"We ought to give the alarm," said Blake.
"Before it is too late," assented Joe. "Where can it be? It seems near here, and yet we can't locate it."
"Get down on your hands and knees and crawl around," advised Blake. In this fashion they searched for the elusive tick-tick. They could hear it, now plainly, and now faintly, but they never lost it altogether. And each of them recognized the peculiar clicking sound as the same they had heard coming from the brass-bound box Mr. Alcando had said was his new alarm clock.
"Hark!" suddenly exclaimed Blake.
Off to the left, where was planted the automatic camera, came a faint noise. It sounded like a suppressed exclamation. Then came an echo as if someone had fallen heavily.
An instant later the whole scene was lit up by a brilliant flash—a flash that rivaled the sun in brightness, and made Blake and Joe stare like owls thrust suddenly into the glare of day.
"The dynamite!" gasped Joe, unconsciously holding himself in readiness for a shock.
"The flashlight—the automatic camera!" cried Blake.
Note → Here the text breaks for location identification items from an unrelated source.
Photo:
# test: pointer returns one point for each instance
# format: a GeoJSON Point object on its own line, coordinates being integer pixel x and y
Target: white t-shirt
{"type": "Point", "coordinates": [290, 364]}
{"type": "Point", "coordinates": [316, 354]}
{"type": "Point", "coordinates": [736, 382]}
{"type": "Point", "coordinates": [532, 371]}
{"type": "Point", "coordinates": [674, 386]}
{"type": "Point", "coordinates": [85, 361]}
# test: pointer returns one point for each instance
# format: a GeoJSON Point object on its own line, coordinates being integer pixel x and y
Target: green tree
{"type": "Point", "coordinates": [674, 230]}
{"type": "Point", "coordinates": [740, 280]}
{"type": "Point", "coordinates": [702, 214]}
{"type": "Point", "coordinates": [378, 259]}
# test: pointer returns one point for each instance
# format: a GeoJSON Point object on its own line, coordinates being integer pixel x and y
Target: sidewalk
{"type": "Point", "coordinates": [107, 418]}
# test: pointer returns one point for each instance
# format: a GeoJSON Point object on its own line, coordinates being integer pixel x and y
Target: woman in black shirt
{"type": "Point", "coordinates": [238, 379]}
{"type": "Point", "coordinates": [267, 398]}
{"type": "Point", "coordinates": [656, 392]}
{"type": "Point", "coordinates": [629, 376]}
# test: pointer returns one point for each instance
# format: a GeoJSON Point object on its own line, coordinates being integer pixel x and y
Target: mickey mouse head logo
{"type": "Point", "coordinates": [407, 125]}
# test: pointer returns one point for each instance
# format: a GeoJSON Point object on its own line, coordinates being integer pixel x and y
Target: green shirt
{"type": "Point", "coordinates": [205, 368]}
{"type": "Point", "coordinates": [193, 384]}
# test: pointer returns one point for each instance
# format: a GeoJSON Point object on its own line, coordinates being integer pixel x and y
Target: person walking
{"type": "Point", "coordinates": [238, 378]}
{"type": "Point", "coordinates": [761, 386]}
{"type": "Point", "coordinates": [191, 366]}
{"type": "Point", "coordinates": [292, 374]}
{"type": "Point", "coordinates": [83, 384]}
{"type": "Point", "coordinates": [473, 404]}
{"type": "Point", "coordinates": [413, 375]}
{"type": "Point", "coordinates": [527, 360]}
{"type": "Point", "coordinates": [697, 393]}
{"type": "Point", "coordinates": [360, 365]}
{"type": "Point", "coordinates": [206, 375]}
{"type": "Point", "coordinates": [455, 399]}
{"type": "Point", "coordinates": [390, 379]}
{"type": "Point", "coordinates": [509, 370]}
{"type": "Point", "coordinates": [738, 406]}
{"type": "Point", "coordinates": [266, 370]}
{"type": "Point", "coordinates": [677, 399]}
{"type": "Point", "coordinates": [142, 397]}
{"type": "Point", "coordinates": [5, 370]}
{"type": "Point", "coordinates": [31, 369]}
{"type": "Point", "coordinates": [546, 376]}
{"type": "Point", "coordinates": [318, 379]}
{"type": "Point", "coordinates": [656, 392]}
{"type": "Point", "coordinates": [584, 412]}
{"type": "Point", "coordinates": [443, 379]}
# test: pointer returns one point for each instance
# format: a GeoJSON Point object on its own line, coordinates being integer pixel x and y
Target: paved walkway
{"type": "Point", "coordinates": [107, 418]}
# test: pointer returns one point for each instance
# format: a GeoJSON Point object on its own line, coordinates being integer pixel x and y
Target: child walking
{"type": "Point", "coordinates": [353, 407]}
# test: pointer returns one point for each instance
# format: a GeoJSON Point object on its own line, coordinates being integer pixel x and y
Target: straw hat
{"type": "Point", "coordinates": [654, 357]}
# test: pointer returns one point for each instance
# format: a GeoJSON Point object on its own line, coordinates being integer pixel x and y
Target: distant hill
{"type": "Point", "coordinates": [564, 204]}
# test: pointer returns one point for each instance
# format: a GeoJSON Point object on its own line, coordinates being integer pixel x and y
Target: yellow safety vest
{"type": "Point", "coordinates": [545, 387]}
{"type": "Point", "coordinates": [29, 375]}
There was no need for silence now.
The whole scene was brilliantly lighted, and remained so for many seconds. And in the glare of the magnesium powder the moving picture boys saw a curious sight.
Advancing toward the dam was a solitary figure, which had come to halt when the camera went off with the flashlight. It was the figure of a man who had evidently just arisen after a fall.